Dont take what i say out of context.
BTW, difference between a digital and magnetic ballast of same 
wattage is probably less than $5 a month. Nevertheless.
If $20 is the differnce between having food on the table and
growing MJ.. NO. You shouldn't be growing.  And yes, 
its my opinion, considering my tax's will end up subsidizing the food
the starving but growing MJ, food he/she kids will eat.

goodluck


----------



## SFC (Sep 15, 2007)

As far as noise lets not forget air pumps,and stones lmao. They are by far the loudest in my grow.  

Lumatek offers a 3 year full replacement on their ballasts, and 5 years pro-rated.

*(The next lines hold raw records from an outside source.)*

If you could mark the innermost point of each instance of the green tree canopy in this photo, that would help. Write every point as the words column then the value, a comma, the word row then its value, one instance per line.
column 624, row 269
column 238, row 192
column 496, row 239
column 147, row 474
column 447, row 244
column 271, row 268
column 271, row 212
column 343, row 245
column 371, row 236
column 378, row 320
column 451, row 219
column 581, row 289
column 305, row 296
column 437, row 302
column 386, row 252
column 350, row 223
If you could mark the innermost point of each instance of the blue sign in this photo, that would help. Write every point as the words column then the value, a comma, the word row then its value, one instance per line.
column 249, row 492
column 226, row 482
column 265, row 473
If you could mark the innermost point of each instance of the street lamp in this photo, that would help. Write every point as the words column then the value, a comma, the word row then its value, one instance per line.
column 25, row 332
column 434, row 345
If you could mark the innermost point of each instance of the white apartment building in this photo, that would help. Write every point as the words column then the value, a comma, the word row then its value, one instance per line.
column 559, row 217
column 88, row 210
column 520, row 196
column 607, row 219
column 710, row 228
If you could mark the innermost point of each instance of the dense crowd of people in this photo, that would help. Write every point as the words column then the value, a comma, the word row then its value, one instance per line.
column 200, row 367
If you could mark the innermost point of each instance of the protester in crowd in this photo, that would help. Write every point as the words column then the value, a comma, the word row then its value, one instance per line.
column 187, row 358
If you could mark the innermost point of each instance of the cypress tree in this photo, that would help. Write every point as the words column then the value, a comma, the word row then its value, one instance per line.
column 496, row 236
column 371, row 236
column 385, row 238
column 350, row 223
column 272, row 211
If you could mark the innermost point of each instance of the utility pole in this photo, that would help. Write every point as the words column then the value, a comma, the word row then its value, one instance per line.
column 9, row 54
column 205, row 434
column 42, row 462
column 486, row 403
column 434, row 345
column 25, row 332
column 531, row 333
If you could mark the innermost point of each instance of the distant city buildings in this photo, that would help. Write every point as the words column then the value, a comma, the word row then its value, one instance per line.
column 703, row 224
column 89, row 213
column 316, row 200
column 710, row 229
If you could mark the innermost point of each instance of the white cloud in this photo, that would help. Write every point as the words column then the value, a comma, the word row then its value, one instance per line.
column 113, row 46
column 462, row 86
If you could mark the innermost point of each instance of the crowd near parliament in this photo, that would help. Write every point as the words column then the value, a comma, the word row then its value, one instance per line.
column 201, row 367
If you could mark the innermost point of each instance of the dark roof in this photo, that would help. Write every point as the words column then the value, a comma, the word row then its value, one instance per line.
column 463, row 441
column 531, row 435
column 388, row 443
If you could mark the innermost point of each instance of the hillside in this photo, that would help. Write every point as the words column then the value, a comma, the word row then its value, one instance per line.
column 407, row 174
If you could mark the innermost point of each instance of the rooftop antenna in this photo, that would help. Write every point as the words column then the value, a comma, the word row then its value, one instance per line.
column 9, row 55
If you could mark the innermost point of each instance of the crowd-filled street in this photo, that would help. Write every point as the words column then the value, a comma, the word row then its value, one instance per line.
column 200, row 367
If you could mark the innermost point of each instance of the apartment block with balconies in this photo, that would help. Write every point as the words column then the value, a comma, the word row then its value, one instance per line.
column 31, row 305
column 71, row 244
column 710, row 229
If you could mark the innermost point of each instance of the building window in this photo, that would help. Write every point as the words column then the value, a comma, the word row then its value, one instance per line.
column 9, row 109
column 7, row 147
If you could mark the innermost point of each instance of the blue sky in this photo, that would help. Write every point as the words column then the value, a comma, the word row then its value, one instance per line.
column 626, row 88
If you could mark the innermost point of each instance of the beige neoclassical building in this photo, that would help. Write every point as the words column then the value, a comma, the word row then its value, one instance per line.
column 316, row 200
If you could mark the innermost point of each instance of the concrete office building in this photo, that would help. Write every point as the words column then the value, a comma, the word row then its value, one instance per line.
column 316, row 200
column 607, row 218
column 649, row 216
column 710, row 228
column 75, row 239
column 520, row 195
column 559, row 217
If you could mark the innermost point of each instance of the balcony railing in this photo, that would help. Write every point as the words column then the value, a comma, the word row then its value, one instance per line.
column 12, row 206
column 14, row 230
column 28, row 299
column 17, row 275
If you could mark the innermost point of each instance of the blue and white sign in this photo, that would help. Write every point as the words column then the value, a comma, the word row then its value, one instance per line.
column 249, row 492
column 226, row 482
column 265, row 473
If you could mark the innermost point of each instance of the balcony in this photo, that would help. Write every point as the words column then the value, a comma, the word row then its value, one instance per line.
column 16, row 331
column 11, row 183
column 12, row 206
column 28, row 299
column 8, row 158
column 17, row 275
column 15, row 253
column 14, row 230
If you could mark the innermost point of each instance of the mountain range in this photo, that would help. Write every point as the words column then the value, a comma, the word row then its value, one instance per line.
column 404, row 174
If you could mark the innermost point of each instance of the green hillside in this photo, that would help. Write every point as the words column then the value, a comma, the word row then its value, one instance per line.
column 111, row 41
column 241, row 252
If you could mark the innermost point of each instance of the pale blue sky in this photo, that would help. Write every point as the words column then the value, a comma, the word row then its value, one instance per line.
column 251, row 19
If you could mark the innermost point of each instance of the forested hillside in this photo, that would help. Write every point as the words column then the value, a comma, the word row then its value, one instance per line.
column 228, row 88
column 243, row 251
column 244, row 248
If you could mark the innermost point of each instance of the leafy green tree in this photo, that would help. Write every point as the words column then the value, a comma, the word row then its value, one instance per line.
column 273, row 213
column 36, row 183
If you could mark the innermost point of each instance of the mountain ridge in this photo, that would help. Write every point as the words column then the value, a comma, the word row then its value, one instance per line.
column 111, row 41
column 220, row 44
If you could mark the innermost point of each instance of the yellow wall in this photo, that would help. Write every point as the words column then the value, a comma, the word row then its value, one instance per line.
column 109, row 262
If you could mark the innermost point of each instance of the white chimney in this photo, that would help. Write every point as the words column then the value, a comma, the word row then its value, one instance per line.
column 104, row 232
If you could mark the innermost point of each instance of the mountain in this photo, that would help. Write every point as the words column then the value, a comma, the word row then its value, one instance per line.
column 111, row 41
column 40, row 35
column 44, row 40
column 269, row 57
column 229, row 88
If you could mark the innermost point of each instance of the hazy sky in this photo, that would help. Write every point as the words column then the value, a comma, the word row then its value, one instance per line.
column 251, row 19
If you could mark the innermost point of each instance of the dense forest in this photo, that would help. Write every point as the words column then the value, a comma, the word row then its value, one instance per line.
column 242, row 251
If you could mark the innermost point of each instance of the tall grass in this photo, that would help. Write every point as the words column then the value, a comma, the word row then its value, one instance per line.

Still a fantastic warranty no matter how you slice it. 

If a ballast does fail on you during flower, simply put a couple of flourescents in there on your normal cycle. It will at very least stop them from hermi'ing on you. That is until you can get a new HID ballast. Plants will think it is a cloudy day LOL.


----------



## hazewarrior (Sep 15, 2007)

No Worries MrP, best of luck with your grows and thanks for the input.  


Does anyone know how long it takes to repair a digital and what the problem ussually is?




> Plants will think it is a cloudy day LOL.


 
LOL, I like that....


----------